Some of them entertain people with their skillful
dances, while the common ones carry whips and run after young men to whip them.
It is forbidden for people to attack the masked people because of certain
repercussions.
Echetete
(Merriment Galore)
Echetete festival is basically dedicated to ancestral
worship
This is an annual get together ceremony of Igarra
community. It is a celebration that marks the end of the Etuno pre-colonial
calendar year. It involves the provision and sharing of beverages brewed from
local
substrates of either sorghum flour (pito) or
banana/plantain (eche Ogede).It is an annual thanksgiving ceremony usually
observed and celebrated to remember our ancestral parents or departed loved
ones in of the same abara or irewunopo. The oldest male person in the Abara
prays for each head of the nuclear family with a four or five lobe kolanut
(irevu'oboro). This is subsequently shared together with the locally brewed
drinks to those at the gathering seated usually under canopies called ativava
in Etuno Language. Members of the same age group gather to celebrate the
festival with pitto, rich meals, beer and kola nuts. Visitors are entertained
from different quarters.
Traditional dances feature in the celebration such as
Ikede, Ijavi, Otindi, Okono, etc. The celebration may continue until the
following day if enough drinks are available.
Enu
This is the annual new yam festival, which is
celebrated mainly in August. Although new yams are harvested in June when
Eziakuta clan performs the ceremony for harvesting new yams and planting of
sorghum or guinea corn in the month of June. It is then not convenient for
everybody to harvest new yams. Two months are, however, added so that everyone
should have harvested new yams during the festival. Five days before the
festival, members of the second age group clear the main roads and paths in
preparation for it. The first age group members have to dance round to declare
that they are fit to join an age group. A day before the festival, all farmers
go to farm to harvest fat yams for the occasion. Gifts of yams are made to
family elders, women, friends, betrothed wives and other relations. Enough yams
are reserved for the week long celebration.

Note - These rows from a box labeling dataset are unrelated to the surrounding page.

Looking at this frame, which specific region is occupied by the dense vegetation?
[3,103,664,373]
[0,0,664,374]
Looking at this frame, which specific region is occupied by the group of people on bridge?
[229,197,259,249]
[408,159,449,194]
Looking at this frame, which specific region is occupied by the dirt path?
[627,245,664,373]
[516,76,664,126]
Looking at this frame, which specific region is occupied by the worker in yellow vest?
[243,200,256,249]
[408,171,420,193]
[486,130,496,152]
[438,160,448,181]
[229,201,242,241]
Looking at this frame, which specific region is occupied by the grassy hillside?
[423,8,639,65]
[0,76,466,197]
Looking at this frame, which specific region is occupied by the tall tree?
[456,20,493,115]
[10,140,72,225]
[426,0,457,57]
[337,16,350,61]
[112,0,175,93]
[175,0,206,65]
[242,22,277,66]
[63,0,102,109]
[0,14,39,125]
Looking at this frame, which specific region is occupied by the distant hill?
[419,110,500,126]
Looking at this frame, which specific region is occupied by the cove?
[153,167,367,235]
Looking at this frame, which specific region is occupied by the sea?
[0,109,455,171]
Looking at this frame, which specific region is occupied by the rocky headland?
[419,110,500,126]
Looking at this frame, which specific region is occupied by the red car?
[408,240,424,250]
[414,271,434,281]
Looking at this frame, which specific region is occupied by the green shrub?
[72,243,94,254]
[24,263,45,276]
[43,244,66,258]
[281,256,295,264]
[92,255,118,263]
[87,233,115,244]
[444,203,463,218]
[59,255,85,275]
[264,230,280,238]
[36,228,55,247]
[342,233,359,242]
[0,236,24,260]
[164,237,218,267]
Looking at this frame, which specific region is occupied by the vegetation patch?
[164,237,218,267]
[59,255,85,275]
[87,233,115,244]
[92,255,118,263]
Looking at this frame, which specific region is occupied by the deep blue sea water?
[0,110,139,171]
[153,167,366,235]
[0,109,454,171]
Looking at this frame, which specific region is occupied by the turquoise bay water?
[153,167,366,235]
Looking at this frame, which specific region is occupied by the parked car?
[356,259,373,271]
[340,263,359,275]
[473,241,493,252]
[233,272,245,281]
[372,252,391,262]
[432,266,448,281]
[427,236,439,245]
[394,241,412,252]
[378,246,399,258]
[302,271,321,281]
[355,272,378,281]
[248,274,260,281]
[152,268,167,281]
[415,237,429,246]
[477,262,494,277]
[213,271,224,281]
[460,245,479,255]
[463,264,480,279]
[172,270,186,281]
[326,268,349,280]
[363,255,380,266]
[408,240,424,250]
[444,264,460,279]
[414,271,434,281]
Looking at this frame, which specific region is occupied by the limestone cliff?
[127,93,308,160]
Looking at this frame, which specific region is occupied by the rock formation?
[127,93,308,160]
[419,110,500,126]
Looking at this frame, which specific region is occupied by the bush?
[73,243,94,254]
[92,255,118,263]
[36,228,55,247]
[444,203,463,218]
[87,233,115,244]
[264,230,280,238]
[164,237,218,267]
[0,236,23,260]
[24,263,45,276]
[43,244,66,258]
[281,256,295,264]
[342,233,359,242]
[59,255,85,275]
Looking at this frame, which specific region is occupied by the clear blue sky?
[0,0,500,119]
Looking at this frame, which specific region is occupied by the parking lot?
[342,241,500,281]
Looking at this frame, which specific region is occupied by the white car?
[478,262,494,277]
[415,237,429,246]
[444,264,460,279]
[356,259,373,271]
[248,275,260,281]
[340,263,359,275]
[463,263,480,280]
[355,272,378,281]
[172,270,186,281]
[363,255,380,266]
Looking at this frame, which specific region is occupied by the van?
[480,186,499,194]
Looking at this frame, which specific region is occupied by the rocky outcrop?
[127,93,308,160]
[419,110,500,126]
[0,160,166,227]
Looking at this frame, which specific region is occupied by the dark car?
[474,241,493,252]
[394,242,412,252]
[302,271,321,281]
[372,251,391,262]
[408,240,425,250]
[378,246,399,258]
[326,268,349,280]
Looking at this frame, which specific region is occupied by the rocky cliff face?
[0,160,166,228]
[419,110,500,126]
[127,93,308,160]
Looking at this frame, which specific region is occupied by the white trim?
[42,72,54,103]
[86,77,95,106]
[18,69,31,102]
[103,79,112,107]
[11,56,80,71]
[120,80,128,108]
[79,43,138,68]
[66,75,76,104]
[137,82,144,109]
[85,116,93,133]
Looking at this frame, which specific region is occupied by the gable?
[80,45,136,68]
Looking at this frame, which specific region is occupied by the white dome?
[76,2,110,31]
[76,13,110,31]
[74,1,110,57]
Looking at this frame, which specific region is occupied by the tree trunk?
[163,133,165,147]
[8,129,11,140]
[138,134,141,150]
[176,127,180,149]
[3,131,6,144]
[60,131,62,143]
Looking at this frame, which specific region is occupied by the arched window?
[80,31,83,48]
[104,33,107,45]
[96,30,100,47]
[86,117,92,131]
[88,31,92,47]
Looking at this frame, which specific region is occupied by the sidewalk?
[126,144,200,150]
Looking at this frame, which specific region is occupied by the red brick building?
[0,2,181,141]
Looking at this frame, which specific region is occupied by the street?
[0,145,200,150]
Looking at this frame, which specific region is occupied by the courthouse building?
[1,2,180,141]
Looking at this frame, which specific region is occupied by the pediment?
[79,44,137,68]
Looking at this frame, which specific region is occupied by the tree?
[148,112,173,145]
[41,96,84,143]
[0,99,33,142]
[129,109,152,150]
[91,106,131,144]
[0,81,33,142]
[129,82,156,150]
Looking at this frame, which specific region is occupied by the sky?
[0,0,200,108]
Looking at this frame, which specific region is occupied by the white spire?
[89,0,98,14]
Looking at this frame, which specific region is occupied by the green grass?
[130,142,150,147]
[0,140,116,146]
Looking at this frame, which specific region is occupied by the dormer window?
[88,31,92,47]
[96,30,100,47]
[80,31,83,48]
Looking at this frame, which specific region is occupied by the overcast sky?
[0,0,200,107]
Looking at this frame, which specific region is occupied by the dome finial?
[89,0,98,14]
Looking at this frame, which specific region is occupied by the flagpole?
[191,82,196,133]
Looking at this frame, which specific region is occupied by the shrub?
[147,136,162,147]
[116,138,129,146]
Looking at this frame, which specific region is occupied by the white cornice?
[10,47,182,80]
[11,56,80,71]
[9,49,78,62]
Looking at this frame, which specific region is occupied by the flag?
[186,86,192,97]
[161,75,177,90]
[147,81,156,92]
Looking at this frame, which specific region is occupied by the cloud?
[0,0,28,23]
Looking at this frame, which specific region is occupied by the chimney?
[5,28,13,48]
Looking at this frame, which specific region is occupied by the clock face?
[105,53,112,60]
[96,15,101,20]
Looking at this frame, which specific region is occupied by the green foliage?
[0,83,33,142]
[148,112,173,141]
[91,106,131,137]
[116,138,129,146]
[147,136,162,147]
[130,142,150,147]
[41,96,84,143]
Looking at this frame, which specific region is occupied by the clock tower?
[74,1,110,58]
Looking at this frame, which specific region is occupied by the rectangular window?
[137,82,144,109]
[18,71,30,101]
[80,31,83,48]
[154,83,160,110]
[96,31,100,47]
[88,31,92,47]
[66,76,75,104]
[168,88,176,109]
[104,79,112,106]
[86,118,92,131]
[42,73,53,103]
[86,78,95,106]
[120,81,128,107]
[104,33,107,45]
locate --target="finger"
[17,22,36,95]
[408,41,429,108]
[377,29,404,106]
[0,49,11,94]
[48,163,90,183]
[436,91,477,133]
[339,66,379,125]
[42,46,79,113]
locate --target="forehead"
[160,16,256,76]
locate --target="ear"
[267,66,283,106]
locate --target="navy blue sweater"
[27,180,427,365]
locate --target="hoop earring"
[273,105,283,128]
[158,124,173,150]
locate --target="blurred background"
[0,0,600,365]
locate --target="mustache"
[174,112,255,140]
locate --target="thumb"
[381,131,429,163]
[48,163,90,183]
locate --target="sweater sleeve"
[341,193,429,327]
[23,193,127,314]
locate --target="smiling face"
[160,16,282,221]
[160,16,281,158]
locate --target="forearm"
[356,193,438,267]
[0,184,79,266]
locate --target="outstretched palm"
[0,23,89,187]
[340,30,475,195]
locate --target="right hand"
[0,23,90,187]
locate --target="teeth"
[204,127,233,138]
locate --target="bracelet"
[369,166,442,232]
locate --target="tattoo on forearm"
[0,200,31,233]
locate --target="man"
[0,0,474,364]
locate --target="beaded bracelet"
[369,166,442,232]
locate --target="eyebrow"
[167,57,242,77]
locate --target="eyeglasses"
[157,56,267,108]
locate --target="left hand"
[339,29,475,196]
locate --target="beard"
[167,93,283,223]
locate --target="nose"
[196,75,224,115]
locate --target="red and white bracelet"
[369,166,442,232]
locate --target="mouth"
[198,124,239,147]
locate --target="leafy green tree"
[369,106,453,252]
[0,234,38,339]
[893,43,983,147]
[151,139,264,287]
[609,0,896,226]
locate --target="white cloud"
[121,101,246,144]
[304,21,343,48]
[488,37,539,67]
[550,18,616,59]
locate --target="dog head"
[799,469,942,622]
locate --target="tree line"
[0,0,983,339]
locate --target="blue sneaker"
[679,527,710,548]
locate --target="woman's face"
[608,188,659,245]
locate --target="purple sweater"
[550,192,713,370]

On the festival day, pounded yam dominates the main
food to be taken by members of the community. Cooked yams are made into
porridge or crumbs, part of which is soaked with palm oil. Domestic animals are
given to eat, family members take out of it and part of it is dropped on
farming implements.
The pounded yam soup is heavily laden with palm oil.
Part of the pounded yam may be served on the destitute, tenants and the visiting
villagers.
Wrestling matches are organized on street basis. This
is among the young men between the ages of ten and twenty years. At a crowded
area where there is a prepared mound, a teenager throws a challenge to a
particular person in the words Kokoriko to be followed by mama vunu meaning
acceptance of the challenge. Wrestling victory is the ability of the wrestler
to fall his opponent. Any wrestler who emerges as an overall winner at a base
can move to another base to challenge the champion there. That was how the best
wrestlers in the community were discovered. Delayed circumcision was generally
done during this period in the past. It is no longer done.
Osisi
Aku Me Ete (Guinea Corn Planting) Festival
This is an annual festival held to herald the new
Planting season of (Aku) sorghum. It is held in November, December or January
depending on the dictates of the climatic conditions prevalent at the moment in
question.
Custodianship is as well of the Anonfere subgroup of
the Eziakuta clan. The fixing and announcing of the date is exclusively theirs.
On the day of the festival they beat the Agidibobo Drum to herald commencement,
perform the required rites; chief among which is the symbolic actual planting
of the crop; and treat the public to entertainment of food and drinks.
Violation of planting commencement date attracts consequences which could only
be forestalled by appeasement of Eziakuta clan.